Google “99.9 pct” sure to shut China search engine


Talks with China over censorship have reached an apparent impasse and Google, the world’s largest search engine, is now “99.9 percent” certain to shut its Chinese search engine, the Financial Times said on Saturday.

1 comment:

Guanyu said...

Google “99.9 pct” sure to shut China search engine

Reuters
13 March 2010

Talks with China over censorship have reached an apparent impasse and Google, the world’s largest search engine, is now “99.9 percent” certain to shut its Chinese search engine, the Financial Times said on Saturday.

It said in a report on its website Google had drawn up detailed plans for closing its Chinese search engine.

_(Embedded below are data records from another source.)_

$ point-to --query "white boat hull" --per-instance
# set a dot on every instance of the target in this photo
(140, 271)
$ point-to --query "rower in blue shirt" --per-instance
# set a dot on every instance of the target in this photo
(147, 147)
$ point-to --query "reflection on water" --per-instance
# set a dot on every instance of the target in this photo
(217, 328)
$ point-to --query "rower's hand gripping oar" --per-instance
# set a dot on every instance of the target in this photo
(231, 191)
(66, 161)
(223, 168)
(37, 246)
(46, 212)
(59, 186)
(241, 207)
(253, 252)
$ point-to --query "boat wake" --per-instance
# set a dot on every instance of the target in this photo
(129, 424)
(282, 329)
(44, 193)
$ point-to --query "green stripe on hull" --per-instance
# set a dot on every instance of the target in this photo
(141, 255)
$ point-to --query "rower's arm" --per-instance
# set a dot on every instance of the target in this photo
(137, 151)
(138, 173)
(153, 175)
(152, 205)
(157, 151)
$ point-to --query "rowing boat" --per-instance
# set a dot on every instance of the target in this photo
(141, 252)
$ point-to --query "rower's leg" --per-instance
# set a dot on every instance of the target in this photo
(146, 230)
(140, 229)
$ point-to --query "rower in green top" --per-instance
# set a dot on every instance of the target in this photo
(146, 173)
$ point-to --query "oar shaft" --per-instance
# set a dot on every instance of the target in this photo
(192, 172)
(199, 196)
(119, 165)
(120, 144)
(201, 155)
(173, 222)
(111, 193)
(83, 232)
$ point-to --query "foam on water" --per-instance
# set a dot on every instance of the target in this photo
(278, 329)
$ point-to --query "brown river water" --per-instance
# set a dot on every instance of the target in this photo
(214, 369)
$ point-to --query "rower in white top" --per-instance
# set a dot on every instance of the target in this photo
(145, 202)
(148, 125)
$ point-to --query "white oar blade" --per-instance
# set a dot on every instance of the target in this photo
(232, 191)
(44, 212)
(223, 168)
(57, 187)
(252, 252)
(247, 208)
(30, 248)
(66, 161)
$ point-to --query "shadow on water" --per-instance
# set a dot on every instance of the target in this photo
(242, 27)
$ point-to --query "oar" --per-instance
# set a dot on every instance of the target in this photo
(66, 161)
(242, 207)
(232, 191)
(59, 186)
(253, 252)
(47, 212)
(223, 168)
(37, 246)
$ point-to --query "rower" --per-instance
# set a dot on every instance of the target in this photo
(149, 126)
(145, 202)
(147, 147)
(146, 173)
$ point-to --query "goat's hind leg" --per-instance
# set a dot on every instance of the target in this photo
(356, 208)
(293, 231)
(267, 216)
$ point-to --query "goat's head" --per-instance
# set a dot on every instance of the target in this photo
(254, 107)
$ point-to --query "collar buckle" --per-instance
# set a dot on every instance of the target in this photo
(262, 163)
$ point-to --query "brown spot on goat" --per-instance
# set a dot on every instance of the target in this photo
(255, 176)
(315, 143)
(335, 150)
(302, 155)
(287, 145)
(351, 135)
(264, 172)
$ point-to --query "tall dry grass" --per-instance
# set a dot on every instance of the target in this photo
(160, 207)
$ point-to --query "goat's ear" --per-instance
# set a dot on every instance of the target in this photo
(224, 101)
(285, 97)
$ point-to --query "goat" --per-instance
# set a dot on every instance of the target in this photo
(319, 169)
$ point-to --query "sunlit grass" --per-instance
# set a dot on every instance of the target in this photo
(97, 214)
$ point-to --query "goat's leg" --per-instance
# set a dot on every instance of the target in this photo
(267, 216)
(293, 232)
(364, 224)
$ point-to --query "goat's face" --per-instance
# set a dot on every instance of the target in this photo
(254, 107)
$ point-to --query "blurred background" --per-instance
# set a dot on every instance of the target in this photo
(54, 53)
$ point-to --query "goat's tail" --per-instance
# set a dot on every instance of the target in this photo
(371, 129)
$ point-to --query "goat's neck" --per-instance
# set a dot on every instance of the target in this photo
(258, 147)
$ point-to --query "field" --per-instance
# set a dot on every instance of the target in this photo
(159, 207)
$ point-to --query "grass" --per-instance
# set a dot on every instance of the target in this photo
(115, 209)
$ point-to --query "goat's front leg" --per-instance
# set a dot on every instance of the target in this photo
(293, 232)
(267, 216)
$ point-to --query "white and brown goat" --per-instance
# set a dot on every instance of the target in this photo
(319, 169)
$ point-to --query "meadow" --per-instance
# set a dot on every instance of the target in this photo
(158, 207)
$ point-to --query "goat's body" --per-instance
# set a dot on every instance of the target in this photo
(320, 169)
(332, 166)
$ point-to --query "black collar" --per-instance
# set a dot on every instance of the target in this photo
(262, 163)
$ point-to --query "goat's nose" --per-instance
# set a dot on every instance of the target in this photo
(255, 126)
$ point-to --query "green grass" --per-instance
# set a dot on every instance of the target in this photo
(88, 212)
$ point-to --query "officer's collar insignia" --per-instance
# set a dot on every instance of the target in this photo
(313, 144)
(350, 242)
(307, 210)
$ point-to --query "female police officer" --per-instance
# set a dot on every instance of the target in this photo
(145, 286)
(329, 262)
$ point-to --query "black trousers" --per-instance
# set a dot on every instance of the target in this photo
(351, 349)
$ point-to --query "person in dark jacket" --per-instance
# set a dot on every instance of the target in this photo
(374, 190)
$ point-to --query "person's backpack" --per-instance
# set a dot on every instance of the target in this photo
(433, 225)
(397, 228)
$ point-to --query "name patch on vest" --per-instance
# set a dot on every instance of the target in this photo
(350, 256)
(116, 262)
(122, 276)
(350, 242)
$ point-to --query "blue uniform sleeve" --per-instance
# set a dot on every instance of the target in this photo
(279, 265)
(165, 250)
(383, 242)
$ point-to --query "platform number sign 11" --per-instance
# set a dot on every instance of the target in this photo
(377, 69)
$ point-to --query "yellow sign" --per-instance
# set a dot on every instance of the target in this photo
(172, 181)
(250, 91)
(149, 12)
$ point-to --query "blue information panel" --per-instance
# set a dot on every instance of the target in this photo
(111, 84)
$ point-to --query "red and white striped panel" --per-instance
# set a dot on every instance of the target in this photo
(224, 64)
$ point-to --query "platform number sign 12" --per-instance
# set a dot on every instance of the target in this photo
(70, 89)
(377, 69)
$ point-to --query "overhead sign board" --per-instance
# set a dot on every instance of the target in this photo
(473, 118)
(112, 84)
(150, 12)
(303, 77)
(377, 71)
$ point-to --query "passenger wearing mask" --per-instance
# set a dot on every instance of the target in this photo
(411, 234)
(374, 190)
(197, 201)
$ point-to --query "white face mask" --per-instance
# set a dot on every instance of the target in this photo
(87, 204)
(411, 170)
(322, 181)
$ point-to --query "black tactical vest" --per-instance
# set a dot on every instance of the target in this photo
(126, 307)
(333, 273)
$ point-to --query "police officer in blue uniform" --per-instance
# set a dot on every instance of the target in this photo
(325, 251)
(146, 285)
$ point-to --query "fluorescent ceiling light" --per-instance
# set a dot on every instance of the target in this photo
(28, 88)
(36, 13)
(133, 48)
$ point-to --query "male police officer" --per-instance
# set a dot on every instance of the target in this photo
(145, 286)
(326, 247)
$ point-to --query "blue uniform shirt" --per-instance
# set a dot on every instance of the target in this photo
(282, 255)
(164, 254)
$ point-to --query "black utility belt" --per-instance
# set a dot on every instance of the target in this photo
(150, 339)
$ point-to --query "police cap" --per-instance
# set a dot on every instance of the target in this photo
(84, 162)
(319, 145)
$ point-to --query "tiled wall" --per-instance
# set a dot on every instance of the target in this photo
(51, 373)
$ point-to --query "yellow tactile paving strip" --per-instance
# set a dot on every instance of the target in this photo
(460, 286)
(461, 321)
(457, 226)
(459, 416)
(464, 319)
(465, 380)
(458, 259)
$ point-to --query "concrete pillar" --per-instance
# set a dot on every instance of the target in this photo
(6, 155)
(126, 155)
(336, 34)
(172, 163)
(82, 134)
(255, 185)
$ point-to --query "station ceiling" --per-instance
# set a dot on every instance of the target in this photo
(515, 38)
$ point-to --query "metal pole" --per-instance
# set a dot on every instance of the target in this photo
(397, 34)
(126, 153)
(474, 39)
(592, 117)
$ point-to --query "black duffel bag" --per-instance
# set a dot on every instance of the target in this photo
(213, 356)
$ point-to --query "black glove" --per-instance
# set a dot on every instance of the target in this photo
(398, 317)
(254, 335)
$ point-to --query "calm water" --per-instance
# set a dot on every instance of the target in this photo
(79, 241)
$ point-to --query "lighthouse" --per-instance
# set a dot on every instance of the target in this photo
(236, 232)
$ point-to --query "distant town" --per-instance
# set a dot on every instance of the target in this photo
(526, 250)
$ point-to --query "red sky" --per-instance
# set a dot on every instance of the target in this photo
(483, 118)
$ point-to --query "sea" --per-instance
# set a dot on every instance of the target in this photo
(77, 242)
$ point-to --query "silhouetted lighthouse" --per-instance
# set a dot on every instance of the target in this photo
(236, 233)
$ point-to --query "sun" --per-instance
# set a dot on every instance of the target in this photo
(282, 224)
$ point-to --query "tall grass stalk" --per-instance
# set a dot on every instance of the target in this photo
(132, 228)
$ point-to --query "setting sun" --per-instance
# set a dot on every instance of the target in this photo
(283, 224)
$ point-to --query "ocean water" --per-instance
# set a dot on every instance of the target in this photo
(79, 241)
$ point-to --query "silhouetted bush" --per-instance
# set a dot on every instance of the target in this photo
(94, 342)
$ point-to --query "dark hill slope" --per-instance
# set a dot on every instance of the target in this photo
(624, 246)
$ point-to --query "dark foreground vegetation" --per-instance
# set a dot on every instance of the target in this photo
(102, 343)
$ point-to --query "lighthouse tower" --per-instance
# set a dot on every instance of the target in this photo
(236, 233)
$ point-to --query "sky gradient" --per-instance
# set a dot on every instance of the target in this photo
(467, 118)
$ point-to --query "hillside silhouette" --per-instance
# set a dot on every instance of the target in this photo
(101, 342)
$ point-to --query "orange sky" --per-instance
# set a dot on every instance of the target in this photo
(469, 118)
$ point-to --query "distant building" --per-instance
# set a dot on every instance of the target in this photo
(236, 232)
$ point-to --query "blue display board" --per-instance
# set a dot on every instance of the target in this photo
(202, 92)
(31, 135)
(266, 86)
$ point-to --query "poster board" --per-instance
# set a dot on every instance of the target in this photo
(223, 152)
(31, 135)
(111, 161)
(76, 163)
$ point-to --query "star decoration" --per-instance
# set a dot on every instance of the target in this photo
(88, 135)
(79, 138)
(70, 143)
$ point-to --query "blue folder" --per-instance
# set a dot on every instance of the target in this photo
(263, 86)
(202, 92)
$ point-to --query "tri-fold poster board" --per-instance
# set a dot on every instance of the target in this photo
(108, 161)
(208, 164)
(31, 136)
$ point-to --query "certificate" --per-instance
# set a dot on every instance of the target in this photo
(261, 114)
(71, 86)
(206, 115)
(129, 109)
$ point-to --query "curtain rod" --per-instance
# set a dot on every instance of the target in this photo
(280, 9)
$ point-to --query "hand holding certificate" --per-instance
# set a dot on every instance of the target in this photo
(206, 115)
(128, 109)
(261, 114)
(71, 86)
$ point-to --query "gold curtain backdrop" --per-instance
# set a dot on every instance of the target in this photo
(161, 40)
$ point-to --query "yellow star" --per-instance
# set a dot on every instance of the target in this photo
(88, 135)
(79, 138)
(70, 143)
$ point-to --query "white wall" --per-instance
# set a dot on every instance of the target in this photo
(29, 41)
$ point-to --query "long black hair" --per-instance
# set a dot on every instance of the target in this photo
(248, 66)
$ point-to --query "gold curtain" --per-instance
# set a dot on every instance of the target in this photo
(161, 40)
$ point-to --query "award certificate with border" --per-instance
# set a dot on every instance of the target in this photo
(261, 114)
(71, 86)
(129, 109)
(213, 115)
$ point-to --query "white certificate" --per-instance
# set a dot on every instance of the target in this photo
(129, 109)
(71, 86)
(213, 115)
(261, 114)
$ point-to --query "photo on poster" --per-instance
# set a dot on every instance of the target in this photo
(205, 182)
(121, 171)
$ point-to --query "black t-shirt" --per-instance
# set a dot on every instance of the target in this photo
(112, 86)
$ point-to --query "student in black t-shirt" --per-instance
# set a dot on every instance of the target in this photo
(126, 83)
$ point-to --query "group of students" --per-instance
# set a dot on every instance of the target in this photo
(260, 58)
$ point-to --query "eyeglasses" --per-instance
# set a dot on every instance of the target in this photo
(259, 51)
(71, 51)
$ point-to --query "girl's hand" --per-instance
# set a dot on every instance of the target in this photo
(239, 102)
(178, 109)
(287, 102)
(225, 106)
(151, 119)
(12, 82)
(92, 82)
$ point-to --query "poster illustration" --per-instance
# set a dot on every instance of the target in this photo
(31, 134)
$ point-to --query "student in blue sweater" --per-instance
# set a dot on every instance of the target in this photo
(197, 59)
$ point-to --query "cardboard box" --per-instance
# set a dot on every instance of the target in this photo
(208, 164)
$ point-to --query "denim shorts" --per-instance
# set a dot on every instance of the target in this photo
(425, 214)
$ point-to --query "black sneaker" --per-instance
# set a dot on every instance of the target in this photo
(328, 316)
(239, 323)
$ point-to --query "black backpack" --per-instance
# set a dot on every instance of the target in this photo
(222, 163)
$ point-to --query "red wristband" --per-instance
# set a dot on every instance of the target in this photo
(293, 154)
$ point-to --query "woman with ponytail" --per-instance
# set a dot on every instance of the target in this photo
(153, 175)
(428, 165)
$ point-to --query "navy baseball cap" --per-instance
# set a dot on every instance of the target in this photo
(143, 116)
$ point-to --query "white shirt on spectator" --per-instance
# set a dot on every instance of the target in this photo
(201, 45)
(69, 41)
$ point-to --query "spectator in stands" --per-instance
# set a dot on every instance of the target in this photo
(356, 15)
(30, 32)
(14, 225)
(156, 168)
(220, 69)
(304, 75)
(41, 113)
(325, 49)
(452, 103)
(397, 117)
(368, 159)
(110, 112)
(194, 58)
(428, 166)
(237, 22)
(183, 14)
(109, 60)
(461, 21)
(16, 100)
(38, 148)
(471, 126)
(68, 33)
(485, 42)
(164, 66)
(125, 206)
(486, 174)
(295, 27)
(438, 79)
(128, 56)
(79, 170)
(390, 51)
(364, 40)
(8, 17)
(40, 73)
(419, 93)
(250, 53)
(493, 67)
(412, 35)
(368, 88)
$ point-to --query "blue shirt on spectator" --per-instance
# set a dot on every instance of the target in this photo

The newspaper cited a person familiar with the company’s thinking as saying that, while a decision could be made very soon, Google was likely to take some time to follow through with its plans.

That would be in order to bring about an orderly closure as the company takes steps to protect local employees from retaliation by authorities, it said.

China warned Google on Friday against flouting the country’s laws, as expectations grow for a resolution to a public battle over censorship and cyber-security.

Google shocked business and political circles in January when it threatened to pull out of China if it could not offer an unfiltered Chinese search engine. The threat came after cyber attacks originating from China on it and about 30 other firms.

“If you don’t respect Chinese laws, you are unfriendly and irresponsible, and the consequences will be on you,” China’s Minister of Industry and Information Technology, Li Yizhong, told reporters on Friday in answer to a question on what China would do if Google.cn simply stopped filtering search results.

That came after the chief executive of Google, Eric Schmidt, said on Wednesday he hoped to announce soon a result to talks with Chinese authorities on offering an uncensored search engine in China.

The Ministry of Industry and Information Technology shares oversight of the Chinese Internet with a number of other bodies. Still more bureaucracies are involved in matters of foreign investment, complicating the Chinese government’s response to Google’s challenge.